The 9,000-square-foot exhibit brings all this and the many facets of Prohibition – before, during, and after – vividly to life. American Spirits was created in partnership with the National Constitution Center in Philadelphia and is the first comprehensive exhibit about what’s been dubbed ‘America’s most colorful and complex constitutional hiccup.’ From the dawn of the temperance movement through the Roaring 20s to the unprecedented repeal of a constitutional amendment, the American Spirits exhibit is rich with history, memories, and activities guaranteed to captivate…regardless of whether you fall on the side of temperance or good, old fashioned American fun!
- More than 180 rare artifacts, including Pittsburgh’s first “Tommy Gun,” flapper dresses, temperance propaganda, flasks used to bootleg liquor during Prohibition, and a hatchet famously flaunted by temperance advocate Carry Nation
- Immersive areas like a re-created speakeasy – a term coined by saloon owner Kate Hester in the 1880s in McKeesport
- Two classic Prohibition-era vehicles – a 1922 Studebaker (pictured right) and a 1932 Model 18 Ford V-8 (a favorite of John Dillinger and Clyde Barrow)

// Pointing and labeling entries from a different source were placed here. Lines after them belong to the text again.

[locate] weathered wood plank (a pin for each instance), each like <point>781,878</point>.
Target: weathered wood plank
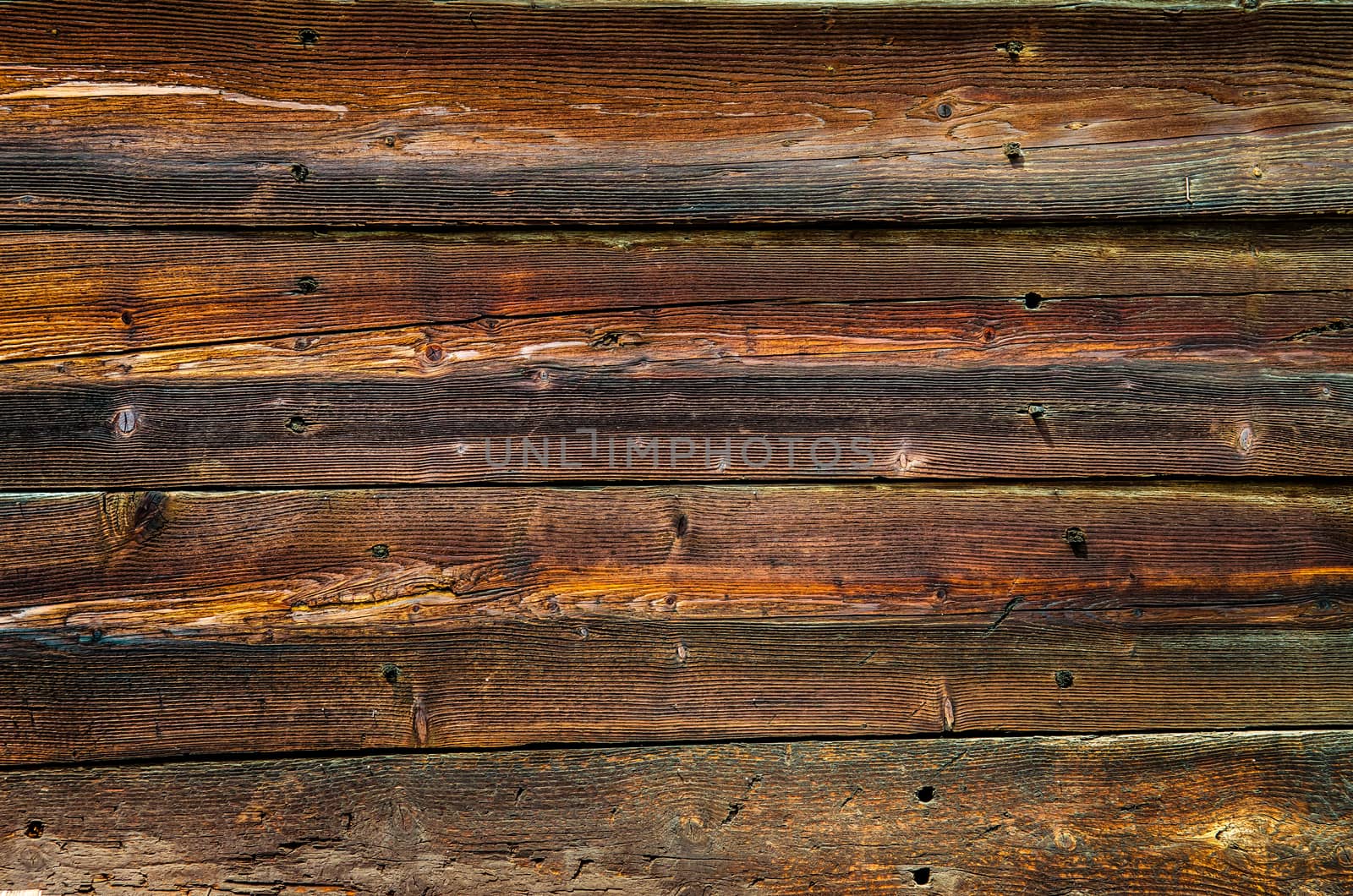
<point>90,697</point>
<point>421,112</point>
<point>90,292</point>
<point>283,621</point>
<point>227,566</point>
<point>1208,815</point>
<point>1255,385</point>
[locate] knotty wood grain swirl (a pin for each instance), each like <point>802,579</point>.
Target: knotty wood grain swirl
<point>421,112</point>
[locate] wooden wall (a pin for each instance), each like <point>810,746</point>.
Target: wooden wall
<point>676,448</point>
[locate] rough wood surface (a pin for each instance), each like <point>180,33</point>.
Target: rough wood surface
<point>423,112</point>
<point>238,566</point>
<point>1201,815</point>
<point>90,292</point>
<point>149,626</point>
<point>1230,386</point>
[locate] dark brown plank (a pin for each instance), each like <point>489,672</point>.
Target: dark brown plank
<point>88,292</point>
<point>1235,386</point>
<point>421,112</point>
<point>213,624</point>
<point>1208,815</point>
<point>227,566</point>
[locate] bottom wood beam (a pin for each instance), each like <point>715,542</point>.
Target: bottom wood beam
<point>1221,814</point>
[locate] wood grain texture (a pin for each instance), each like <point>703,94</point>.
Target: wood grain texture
<point>91,292</point>
<point>222,624</point>
<point>421,112</point>
<point>1199,815</point>
<point>282,565</point>
<point>924,390</point>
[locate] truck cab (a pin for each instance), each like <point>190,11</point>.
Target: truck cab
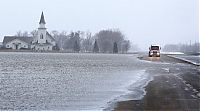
<point>154,51</point>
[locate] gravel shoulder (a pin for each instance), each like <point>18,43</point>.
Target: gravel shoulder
<point>174,90</point>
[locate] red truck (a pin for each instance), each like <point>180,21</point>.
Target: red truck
<point>154,51</point>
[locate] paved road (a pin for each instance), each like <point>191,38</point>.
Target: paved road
<point>175,87</point>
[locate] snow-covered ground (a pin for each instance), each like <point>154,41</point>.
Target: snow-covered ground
<point>58,81</point>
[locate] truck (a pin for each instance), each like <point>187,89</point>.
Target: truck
<point>154,51</point>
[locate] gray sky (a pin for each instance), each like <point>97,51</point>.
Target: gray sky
<point>144,22</point>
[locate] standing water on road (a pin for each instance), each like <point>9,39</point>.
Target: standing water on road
<point>58,81</point>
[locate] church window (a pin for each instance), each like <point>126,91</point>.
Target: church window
<point>41,36</point>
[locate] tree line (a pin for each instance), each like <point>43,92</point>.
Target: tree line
<point>105,41</point>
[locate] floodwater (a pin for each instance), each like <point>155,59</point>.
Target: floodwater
<point>60,81</point>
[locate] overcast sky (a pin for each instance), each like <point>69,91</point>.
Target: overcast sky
<point>144,22</point>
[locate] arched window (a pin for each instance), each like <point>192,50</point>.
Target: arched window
<point>41,36</point>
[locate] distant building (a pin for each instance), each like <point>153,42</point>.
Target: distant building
<point>14,42</point>
<point>42,41</point>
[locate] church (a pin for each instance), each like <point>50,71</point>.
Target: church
<point>42,41</point>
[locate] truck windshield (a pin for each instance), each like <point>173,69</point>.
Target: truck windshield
<point>154,47</point>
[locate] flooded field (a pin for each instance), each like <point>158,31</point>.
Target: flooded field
<point>62,81</point>
<point>56,81</point>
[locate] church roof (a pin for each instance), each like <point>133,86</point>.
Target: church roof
<point>50,36</point>
<point>42,19</point>
<point>24,39</point>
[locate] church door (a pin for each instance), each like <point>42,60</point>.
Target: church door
<point>16,46</point>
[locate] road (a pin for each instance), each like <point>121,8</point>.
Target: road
<point>175,87</point>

- Wayne Wheeler’s Amazing Amendment Machine – a 20-foot-long, carnival-inspired contraption that traces how the temperance movement culminated in the passage of the 18th Amendment
The exhibit also examines Pittsburgh’s deep connections to the regulations of alcohol, which has historically been known as a catalyst for civic dissent since the Whiskey Rebellion in 1791-1794. During Prohibition, Pittsburgh – with its immigrant population heavily involved in the liquor business – earned a reputation as one of the “wettest” cities in America. This distinction, many would argue, holds true today.
Several local artifacts that showcase Western PA’s long history with alcohol are part of the exhibit, including items from the region’s new wave of spirits distributors like Wigle Whiskey, Maggie’s Farm Rum, and more.
The American Spirits exhibit will be on display through June 10th, 2018, and is included with regular museum admission: $16 for adults, $14 for seniors (62+) and active duty and retired military; $6.50 for students and children ages 6-17; free for children five and under and History Center members.
The American Spirits: The Rise and Fall of Prohibition exhibition is presented by The Bognar Family and sponsored by Robert J. & Bonnie Cindrich and Latasha Wilson Batch; with support from the Allegheny Regional Asset District, The Heinz Endowments, and Richard King Mellon Foundation.